Effective oculomotor assessments that incorporate both saccade and smooth pursuit tasks may be integral in quickly and accurately detecting impairments. It is important, therefore, to identify systematic methods of recording and analyzing gaze data from these tasks that can quantify the presence and/or extent of potential impairments. In this paper, we present simple analysis schemes for the automated optimization, reduction, and assessment of data recorded from eye-tracking tasks designed to distinguish impaired individuals through the detection of oculomotor deficits. Additionally, we show that these methods can detect specific deficits during both saccade and smooth pursuit eye-tracking tasks in individuals who recently suffered a concussive event relative to their healthy peers. Finally, we end with a discussion of the implications of these analyses as it pertains to closed head injury in sport and other performance-driven environments.

Materials and methods

Participants

Seventeen individuals (12 males, five females; mean age 16.8 ± 1.2 years) who had recently experienced and had been diagnosed with a concussion (15 participants; mean days since concussion 7.67 ± 4.69; exact dates from two participants were not obtained) and 17 age-matched controls (ten males, seven females; mean age 16.8 ± 0.7 years) were included in this study. The recently concussed group were reported to have a greater severity of symptoms compared to the control group, based on the Post-Concussion Symptoms Inventory (PCSI), F(1,30) = 16.84, p < 0.001, η 2 = 0.36 (symptoms from two participants in the patient group were not obtained).

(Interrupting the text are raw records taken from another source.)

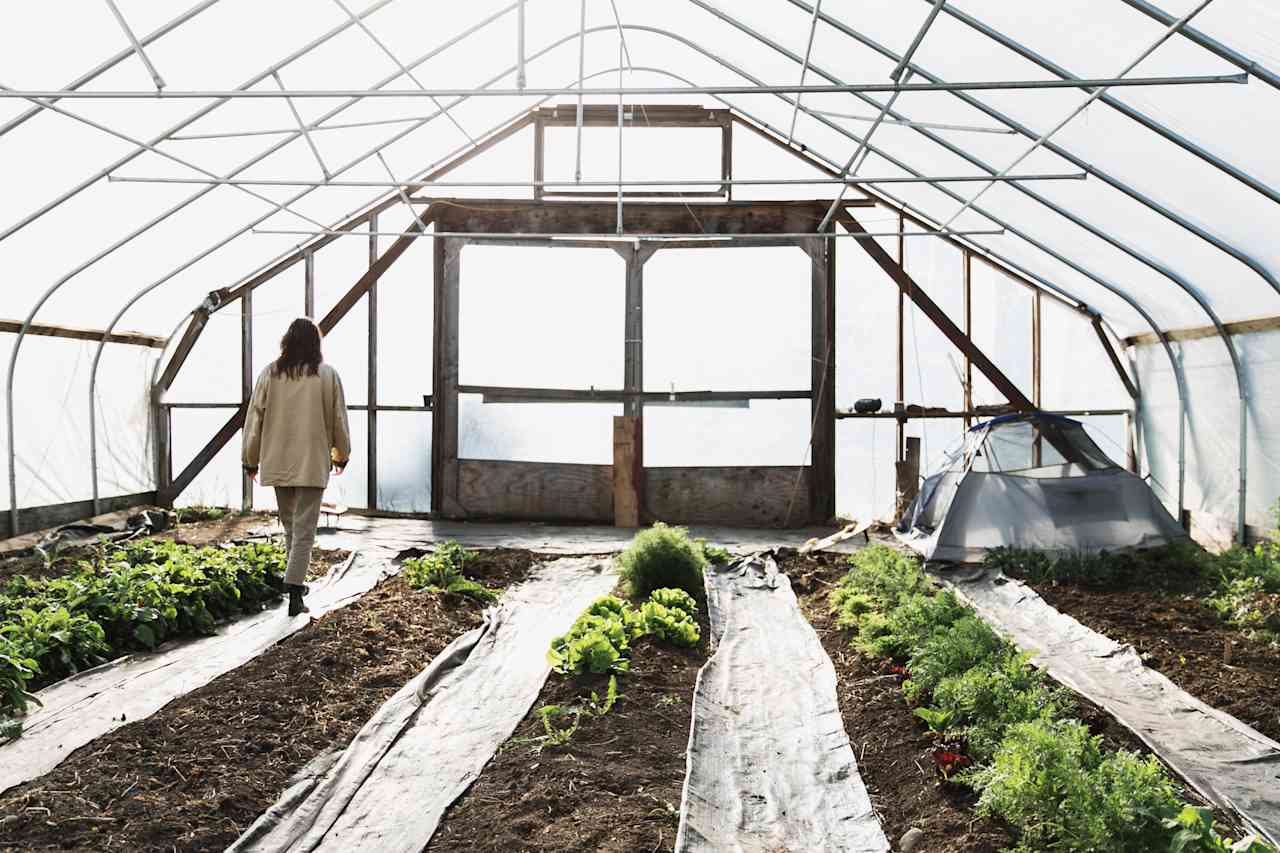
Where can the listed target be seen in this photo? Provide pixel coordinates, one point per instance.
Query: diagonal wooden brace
(936, 314)
(350, 299)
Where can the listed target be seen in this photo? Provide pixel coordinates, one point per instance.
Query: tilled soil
(892, 748)
(613, 788)
(201, 770)
(1185, 641)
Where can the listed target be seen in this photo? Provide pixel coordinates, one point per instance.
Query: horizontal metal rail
(528, 185)
(970, 86)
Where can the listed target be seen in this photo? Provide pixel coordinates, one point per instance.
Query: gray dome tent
(1033, 480)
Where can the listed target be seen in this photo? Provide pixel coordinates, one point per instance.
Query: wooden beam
(41, 518)
(330, 319)
(679, 115)
(1239, 327)
(360, 219)
(599, 218)
(195, 327)
(822, 381)
(622, 396)
(937, 315)
(48, 329)
(1115, 360)
(446, 473)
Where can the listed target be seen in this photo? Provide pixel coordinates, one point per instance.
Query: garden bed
(615, 785)
(1178, 634)
(200, 771)
(891, 746)
(897, 753)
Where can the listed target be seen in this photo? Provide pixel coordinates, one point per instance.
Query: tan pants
(300, 512)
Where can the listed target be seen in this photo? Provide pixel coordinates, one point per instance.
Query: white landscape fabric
(769, 762)
(430, 740)
(90, 705)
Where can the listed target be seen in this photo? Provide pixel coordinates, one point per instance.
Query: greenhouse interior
(612, 425)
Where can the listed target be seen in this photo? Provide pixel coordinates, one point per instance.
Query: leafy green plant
(714, 555)
(1194, 833)
(442, 571)
(990, 698)
(599, 639)
(1055, 783)
(662, 557)
(123, 598)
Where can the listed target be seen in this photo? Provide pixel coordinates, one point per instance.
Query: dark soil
(201, 770)
(1180, 637)
(892, 748)
(615, 787)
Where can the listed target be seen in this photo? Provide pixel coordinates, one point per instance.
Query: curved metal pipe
(56, 286)
(982, 250)
(1120, 106)
(1133, 252)
(1141, 197)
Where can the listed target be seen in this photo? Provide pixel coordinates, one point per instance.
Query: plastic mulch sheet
(769, 763)
(88, 705)
(430, 740)
(1228, 762)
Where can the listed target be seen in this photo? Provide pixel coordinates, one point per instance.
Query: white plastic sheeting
(1159, 211)
(1228, 762)
(769, 762)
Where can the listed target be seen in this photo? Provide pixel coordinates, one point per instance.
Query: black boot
(296, 606)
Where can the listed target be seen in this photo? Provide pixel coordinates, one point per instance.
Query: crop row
(122, 600)
(1005, 731)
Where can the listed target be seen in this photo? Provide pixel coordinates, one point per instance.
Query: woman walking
(296, 429)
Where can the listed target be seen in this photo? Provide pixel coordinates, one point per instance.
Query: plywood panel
(741, 497)
(543, 491)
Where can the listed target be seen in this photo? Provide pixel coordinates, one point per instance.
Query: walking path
(426, 744)
(769, 763)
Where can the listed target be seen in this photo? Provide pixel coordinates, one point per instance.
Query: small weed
(440, 571)
(662, 557)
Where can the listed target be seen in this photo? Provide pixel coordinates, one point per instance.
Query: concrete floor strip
(429, 742)
(769, 762)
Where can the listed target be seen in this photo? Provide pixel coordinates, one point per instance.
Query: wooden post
(444, 382)
(727, 156)
(246, 383)
(371, 398)
(968, 333)
(632, 346)
(822, 383)
(309, 284)
(900, 448)
(908, 475)
(627, 470)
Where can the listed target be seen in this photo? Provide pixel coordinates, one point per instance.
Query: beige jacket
(293, 424)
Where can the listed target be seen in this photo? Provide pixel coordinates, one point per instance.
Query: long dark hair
(300, 350)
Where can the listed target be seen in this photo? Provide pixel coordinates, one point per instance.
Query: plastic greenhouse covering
(1174, 227)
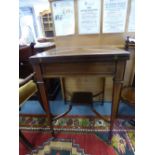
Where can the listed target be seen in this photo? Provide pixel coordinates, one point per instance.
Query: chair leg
(25, 141)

Our sample size was based on the results of a similar study on patients with closed head injury (Heitger et al., 2004). A power analysis based on the reported eye-tracking measure from the random smooth pursuit movement was conducted to estimate the sample size to achieve 80 % power with an alpha of .05. The analysis revealed 15 participants for each group was adequate to provide 80 % power and sensitive to a proposed difference of 15 ms in lag time.

Eye-tracking setup

Gaze data were collected at 60 Hz using a Tobii X2-60 Eye Tracker (Tobii, Stockholm, Sweden). The tracker was mounted to the bottom center of a 61-cm computer monitor (Fig. 1) that was situated on top of a desk. Participants were instructed to sit upright and place their arms and hands on their thighs. Participants were seated such that the center of the monitor was at eye level and their eyes were 65 cm away from the monitor. Participants were initially instructed to fixate at the center of the monitor, and their eye gaze was tracked and the height of the monitor was adjusted as needed to ensure their gaze was centered. Participants were then calibrated at this position using a five-point calibration during which participants were instructed to fixate on a target that moved randomly between five pre-determined points with the target remaining static at each location for 2 s. The five points were located at the center of the monitor and each of the four corners, at which the margins were 10 % of the width and height of the monitor. Participants were instructed to restrict their movement as much as possible throughout the assessment. If at any point throughout the assessment the subject moved beyond any normal postural sway necessary to maintain an upright seated position, like a shifting of the subject’s weight or an involuntary action like coughing or sneezing, the subject was re-aligned with the monitor and re-calibrated.

Fig. 1
figure 1

Setup of the eye-tracking assessment including positions of the monitor, Tobii X2-60 Eye Tracker, and participant

Eye-tracking tasks

For all tasks, participants tracked a dark gray circular target (RGB color model = [0.5 0.5 0.5]) with a black crosshair in the center of the target against a light gray background (RGB color model = [0.94 0.94 0.94]) using only their eyes. The target was 4 cm in diameter, and the crosshair was 1 cm in diameter. This target size was selected to prevent exacerbation of symptoms for the patients with concussion. In particular, it is well known that physical symptoms such as headache, nausea, and dizziness persist in the days and weeks after acute concussion. Because of this, we elected to display a larger target size with a smaller crosshair in order to promote fine-grained oculomotor behavior while still presenting a stimulus that was tolerable for the patients (Grubenhoff, Kirkwood, Deakyne, & Wathen, 2011; Lovell et al., 2003). Participants completed a battery of tests that included two 30-s tests of a prosaccade task, two 30-s tests of a self-paced saccade task (Fig. 2B), two tests each of a smooth pursuit task at three different angular velocities (Fig. 2C), and two tests of a smooth pursuit task (Fig. 2C) that randomly changed angular velocities (mean angular velocity 247.21 ± 121.73° * s−1 as presented to concussed patients; 252.03 ± 135.32° * s−1 as presented to healthy controls) for a total of 18 tests. A test was defined as a given iteration of a particular task (e.g., the prosaccade task), a task was defined as a series of trials, and a trial was defined as a discrete action from which dependent variables were measured (e.g., a single step of the target during the prosaccade task).

Fig. 2
figure 2

Representative figure showing target positions for each of the eye-tracking tasks. (A) An example target step at the onset of the prosaccade task; (B) the positions of the targets during the self-paced saccade task; and (C) the movement of the target during the pursuit tasks

For the prosaccade task, participants were told that the target would randomly step along a horizontal line and were instructed to keep their eyes focused in the center of the crosshairs in the target and to follow the target as it stepped. The target was initially displayed at the center of the monitor and, upon commencement of the task, stepped horizontally with a randomly determined magnitude between 4° and 10°. The target would remain static after each step for a randomly determined period of time between 1 and 2 s and then step again.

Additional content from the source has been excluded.